Sebelia
[Castres, à l'échancrure d'un rempart, Porte Sud en contrebas]
Souffle puissant d'un galop effréné comme emporté, hors d'haleine. Martèlement des sabots d'un cheval sur le sol poussiéreux puis du fer sur le pavé. Elle se penche, plisse les yeux, aperçoit plus bas encore que l'ombre du mur, la teste et le poitrail de l'équidé à la lueur des braseros qui illuminent la haute muraille. Un cavalier qui s'engouffre par les grandes portes de la ville. Elle devine plutost qu'elle distingue les traits de l'homme chevelé. Elle n'est point prise sans vert. Vous baiserez le cul de la vieille Julian !* Acaprissat comme ce n'est point permis, Sebelia ne veut rien esgourdir et se prépare à la confrontation, narines pincées, maschoires contractées, le dos roide. Elle change de position, creuse ses fresles épaules, ramène ses genoux vers sa maigre poitrine et bascule vers l'avant. Il a franchi les dernières marches de l'escalier.
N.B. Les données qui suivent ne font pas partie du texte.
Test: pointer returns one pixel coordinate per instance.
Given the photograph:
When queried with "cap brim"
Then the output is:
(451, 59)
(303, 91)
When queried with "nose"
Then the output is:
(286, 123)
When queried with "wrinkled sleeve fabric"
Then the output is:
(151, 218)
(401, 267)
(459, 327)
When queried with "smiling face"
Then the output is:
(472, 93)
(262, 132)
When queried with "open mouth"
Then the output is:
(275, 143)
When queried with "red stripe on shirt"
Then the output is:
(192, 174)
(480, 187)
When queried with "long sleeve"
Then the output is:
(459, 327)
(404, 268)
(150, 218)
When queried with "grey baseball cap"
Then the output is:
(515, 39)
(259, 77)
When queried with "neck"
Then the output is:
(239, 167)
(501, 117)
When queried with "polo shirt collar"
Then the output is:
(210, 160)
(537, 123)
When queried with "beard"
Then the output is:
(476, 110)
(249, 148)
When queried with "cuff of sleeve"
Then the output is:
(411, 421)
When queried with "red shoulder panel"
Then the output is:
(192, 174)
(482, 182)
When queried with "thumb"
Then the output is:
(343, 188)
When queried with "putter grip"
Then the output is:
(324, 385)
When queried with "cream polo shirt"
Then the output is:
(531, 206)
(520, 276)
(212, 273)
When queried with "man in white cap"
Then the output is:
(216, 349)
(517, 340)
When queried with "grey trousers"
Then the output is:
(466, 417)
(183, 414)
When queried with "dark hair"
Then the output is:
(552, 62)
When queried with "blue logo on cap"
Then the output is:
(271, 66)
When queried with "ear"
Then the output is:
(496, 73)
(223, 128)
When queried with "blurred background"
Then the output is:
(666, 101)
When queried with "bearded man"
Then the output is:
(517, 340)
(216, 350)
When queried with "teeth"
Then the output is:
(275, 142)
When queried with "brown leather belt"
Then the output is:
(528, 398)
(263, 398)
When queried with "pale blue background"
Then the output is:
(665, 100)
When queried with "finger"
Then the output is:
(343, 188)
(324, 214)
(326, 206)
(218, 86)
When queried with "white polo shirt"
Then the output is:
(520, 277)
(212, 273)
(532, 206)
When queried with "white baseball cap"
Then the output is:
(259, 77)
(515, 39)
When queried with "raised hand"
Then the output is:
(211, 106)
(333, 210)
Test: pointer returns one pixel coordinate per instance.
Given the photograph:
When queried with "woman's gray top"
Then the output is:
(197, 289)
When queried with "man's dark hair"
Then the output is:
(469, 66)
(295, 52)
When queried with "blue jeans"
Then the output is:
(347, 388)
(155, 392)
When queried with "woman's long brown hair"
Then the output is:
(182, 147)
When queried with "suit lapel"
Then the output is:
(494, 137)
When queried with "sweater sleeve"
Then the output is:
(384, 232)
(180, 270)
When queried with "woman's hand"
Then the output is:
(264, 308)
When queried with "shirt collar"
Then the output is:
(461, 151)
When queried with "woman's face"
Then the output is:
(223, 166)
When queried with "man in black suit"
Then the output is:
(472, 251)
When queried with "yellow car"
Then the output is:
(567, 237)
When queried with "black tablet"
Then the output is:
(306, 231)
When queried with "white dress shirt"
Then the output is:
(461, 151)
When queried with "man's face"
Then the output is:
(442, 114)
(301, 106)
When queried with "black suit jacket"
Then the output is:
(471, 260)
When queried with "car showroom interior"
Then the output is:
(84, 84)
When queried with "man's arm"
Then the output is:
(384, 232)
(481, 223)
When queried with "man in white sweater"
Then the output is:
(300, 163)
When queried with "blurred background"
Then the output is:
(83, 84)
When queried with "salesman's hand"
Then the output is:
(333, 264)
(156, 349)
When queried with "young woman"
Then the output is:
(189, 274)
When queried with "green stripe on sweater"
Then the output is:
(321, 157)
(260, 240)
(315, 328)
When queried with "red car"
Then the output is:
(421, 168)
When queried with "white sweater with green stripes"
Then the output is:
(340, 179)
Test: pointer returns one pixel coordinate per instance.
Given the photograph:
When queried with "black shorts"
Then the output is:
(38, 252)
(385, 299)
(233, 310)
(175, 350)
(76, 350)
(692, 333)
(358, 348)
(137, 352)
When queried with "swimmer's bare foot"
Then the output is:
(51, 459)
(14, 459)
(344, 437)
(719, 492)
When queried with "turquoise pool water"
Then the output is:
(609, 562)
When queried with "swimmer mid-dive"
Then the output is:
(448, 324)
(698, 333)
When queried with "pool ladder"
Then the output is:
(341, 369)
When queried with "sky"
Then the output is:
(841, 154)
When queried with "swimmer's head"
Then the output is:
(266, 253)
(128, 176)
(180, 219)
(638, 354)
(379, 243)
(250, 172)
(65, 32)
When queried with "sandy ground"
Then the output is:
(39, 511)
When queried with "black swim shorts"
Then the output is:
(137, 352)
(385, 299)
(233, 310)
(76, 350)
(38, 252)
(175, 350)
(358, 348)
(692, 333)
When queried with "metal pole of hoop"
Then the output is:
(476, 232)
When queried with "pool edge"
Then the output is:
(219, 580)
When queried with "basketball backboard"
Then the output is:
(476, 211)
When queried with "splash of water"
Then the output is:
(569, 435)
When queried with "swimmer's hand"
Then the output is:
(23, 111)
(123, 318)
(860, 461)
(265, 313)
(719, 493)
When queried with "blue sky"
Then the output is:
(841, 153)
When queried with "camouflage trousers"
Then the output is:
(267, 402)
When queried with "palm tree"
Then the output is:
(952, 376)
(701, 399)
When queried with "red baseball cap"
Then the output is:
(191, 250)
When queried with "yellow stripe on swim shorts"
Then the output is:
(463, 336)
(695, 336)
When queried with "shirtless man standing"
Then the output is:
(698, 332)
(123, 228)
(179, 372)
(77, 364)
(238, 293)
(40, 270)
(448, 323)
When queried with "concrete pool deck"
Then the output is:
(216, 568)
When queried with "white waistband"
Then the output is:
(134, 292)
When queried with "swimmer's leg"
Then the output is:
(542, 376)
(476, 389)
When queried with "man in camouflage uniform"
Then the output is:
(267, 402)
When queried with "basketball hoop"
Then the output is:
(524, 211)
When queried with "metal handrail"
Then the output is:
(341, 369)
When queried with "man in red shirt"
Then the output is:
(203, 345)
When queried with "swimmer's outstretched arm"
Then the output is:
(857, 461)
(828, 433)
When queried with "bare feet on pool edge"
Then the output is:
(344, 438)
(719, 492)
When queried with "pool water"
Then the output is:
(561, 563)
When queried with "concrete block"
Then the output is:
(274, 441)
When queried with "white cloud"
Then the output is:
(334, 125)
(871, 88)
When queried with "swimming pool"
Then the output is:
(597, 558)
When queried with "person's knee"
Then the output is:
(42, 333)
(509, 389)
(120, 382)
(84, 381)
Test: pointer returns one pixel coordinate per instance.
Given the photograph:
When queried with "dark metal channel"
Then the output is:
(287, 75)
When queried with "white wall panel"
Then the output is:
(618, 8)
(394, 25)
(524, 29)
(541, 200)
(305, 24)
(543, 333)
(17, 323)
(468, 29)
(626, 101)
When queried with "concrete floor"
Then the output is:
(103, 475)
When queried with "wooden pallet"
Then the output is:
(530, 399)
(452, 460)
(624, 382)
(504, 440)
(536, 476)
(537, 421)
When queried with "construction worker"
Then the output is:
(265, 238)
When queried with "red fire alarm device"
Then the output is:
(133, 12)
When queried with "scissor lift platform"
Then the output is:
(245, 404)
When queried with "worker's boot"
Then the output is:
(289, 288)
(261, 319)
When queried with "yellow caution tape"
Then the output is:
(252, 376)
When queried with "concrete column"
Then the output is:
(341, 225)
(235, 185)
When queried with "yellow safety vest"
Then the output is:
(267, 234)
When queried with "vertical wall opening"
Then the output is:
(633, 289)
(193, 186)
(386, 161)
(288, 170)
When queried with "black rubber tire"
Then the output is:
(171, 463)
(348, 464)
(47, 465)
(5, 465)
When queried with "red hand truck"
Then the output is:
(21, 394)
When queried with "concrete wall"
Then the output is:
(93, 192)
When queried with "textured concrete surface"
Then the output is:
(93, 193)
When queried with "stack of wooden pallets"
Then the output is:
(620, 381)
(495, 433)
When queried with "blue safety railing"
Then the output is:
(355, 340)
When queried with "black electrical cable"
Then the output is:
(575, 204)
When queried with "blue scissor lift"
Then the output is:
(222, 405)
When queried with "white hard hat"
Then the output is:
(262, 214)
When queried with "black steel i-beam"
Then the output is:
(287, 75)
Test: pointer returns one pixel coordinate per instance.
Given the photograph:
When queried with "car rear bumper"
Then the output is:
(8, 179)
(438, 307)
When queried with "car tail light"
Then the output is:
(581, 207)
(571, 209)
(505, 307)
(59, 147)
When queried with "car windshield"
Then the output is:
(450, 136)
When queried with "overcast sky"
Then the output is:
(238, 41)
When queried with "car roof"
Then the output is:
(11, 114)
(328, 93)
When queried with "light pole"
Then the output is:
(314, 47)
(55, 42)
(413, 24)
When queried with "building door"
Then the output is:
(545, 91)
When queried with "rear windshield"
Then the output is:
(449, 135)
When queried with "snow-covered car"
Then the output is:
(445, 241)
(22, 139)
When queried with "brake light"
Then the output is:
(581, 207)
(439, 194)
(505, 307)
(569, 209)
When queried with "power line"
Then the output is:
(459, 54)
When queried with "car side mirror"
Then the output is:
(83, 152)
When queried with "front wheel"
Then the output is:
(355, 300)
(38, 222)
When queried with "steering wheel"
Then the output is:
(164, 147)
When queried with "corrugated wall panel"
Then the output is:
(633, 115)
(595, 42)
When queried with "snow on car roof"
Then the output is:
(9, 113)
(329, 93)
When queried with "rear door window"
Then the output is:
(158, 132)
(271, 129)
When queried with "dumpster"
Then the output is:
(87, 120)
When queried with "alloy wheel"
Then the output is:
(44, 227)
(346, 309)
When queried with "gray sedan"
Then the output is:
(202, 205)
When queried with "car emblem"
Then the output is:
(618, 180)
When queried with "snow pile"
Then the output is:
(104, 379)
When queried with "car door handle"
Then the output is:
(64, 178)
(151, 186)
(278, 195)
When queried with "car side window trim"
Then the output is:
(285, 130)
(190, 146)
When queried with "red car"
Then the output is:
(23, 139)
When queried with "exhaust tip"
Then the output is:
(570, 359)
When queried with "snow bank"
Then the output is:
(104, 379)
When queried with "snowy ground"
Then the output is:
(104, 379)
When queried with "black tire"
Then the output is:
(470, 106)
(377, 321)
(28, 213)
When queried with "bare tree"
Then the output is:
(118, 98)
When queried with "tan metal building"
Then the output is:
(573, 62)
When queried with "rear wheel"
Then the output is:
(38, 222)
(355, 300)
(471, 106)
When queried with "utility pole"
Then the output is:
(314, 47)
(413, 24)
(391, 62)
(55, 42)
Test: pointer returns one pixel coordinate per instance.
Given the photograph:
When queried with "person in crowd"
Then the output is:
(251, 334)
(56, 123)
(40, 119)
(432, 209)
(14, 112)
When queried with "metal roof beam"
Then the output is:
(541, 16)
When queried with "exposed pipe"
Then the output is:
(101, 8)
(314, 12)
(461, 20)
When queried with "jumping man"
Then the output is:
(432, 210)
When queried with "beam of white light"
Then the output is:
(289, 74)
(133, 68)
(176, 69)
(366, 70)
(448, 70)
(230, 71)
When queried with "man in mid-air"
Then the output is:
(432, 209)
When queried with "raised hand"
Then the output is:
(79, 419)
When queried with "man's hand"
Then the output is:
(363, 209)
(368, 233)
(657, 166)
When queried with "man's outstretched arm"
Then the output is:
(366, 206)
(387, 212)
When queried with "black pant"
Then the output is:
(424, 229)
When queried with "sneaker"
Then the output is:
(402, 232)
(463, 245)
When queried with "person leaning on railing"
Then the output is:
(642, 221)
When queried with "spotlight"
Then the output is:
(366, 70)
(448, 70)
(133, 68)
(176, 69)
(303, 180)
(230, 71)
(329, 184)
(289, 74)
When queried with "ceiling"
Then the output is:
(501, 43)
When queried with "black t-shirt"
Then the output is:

Elle baisse le rideau de ses longs cils et reconnaist son pas, reste silencieuse l'émail mordant le pétale vermeil. Il l'observe. Elle peut sentir le poids de son regard pesé sur sa petite personne.
Elle se ramentevoit les yeux perlés de poussière d'or de cette serada et de ce baise main. Elle sursaute, opalines noisette ourlées des prémices lacrymales. Elle ne sentait ni le froid ni l'humidité de la nuit mais la chaleur de ses mains enserrant la sienne. Face à cet homme agenouillé, elle est destourbée, se mord violentement la lèvre dont la pulpe sapine et endolorie dilue dans sa bouche une note métallique. Caresse de ses tympans lorsqu'il prononça son prénom mais l'autorité qu'elle crut déceler dans ses amandes rompit le charmement qui opérait peu à peu sur la damoiselle de doute et de grasce. Toutefois, elle ne chercha point à dégager sa sénestre du carcan de ses doigts.
L'amitié...
Que savez vous de l'amitié Julian ? Non point de cette amitié aristotélicienne... pré-requis indispensable pour accéder au bonheur... l'amitié vertueuse.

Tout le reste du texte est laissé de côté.